En la nación entera conflictos étnico-religiosos desatendidos empezaron a entrar en ebullición y en ningún lugar lo hicieron con tanta fuerza como en Punjab. En esta región – poblada por una mayoría sij – desde 1977 el partido sij Akali Dal había triunfado en las elecciones y se había hecho del gobierno, empezando a usar su poder para intentar terminar con la hegemonía del nacionalismo hindú y lograr un mayor reconocimiento como grupo religioso a nivel nacional. Estas pujas pronto desataron una crisis entre un ala más moderada del movimiento – dispuesta a tratar el tema de forma diplomática – y una más radicalizada que, para mantener el control de las negociaciones, recurría constantemente al terrorismo.
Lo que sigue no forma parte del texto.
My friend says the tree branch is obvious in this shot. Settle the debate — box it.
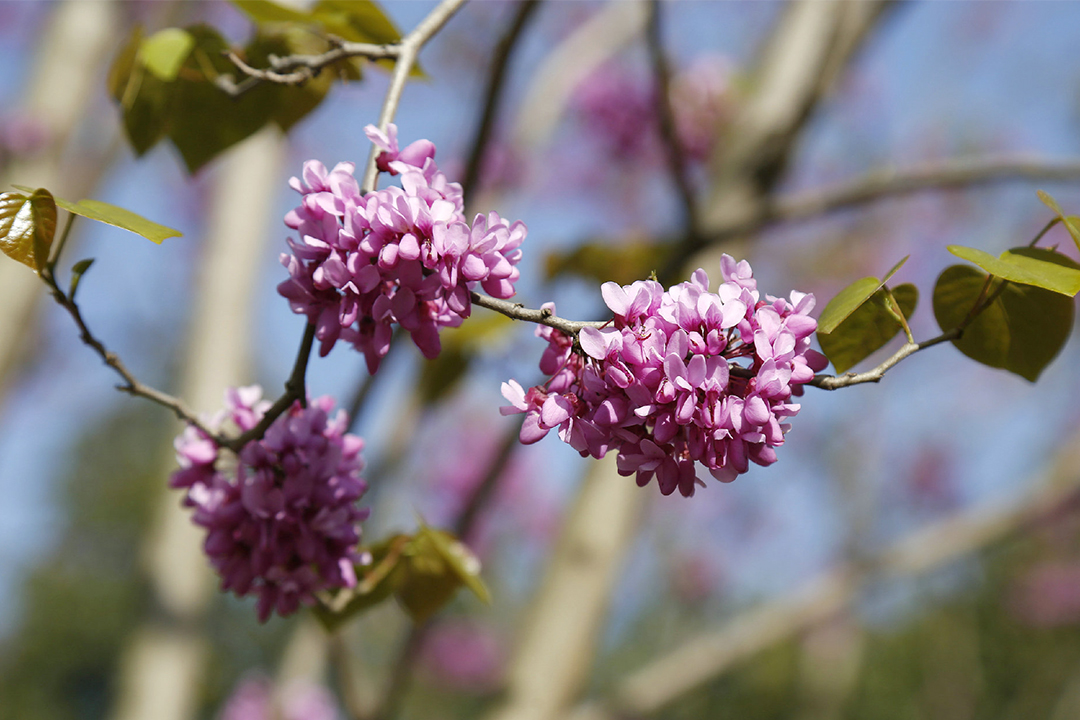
[704,155,1080,244]
[39,266,223,444]
[362,0,468,192]
[461,0,542,209]
[470,291,607,334]
[645,0,700,239]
Esta división, sin embargo, se suspendió hacia 1984, cuando la All-India Sikh Student Federation – el ala juvenil del Akali dal – fue proscripta y el presidente Harchand Singh Longowal fue acusado de sedición. En este punto los ánimos se exaltaron y se acentuó la tendencia a la radicalización, ahora concentrándose alrededor del líder fundamentalista religioso Jarnail Singh Bhindranwale. Sijs extremistas de toda la región entonces se acercaron al Templo Dorado de Amritsar y, acuartelados dentro, empezaron a desarrollar una campaña de terror que – entre enero y junio de 1984 – se llevó la vida de casi 300 personas.
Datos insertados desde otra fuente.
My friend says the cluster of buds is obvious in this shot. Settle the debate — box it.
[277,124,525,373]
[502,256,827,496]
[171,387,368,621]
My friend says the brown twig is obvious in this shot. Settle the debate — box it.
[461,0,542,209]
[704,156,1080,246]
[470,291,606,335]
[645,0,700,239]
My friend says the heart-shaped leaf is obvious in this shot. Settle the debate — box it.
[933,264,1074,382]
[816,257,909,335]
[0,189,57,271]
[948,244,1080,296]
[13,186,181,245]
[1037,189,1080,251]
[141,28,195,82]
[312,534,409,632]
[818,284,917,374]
Para Ghandi y todos los miembros del gobierno, la crisis era clara y se sabía que tarde o temprano algo debía pasar, pero nadie pudo prever que la respuesta sería tan exagerada. En los primeros días de junio, el ejército irrumpió en el espacio de culto y, al encontrarse con un grupo de terroristas bastante mejor armado de lo que esperaban, lo que se suponía que debía ser una rápida operación terminó transformándose en una masacre. Después de tres jornadas de tiroteo la banda de Bhindranwale pudo ser abatida, pero en el interín, según cifras oficiales, 83 soldados y 492 civiles habían terminado muertos y el templo, destruido. Éste hecho no es menor, pues contribuyó a exaltar aún más los ánimos de los sijs, que vieron esto como una matanza de inocentes y como una afrenta personal contra su fe.
La crisis, entonces, siguió escalando y, con nuevas incursiones del ejército en espacios de culto sij, las tensiones fueron en aumento. Tal es así que, aún si Gandhi intentó mostrar una cierta armonía y una absoluta confianza al mantener empleados a los miembros sij de su equipo de guardaespaldas, la situación terminó en tragedia cuando dos de ellos dispararon contra ella dentro de la residencia del Primer Ministro el 31 de octubre de 1984. Cuando se anunció su muerte más tarde ese mismo día y su hijo, Rajiv, fue proclamado Primer Ministro, los mensajes de pacificación resultaron no ser suficientes para calmar los ánimos. En las grandes ciudades de la India bandas que parecían estar conformadas de intocables y musulmanes pobres fueron movilizadas, según informaba Robert L. Hardgrave en 1986, por las elites hindúes y se desató una inmensa ola de violencia anti-sij. Sólo después de tres días de saqueos, incendios y asesinato, la situación se calmó dejando un saldo de casi 3 mil muertos.
De este modo, Gandhi desaparecía dejando detrás de sí un complejo legado. Por una parte, muchos la considerarían como una fuerza imparable que, durante 15 años, había logrado llevar adelante políticas exitosas que le dieron un renovado vigor a la India, especialmente en el plano internacional. Por el otro, jamás dejaría de ser considerada como una política corrupta que, con su estilo de mano dura, había contribuido a destruir las instituciones democráticas nacionales. En definitiva, ya sea por adhesión u oposición, la figura de Gandhi hoy es tomada con seriedad en la historia de la India ya que demostró los peligros que trae consigo una democracia débil.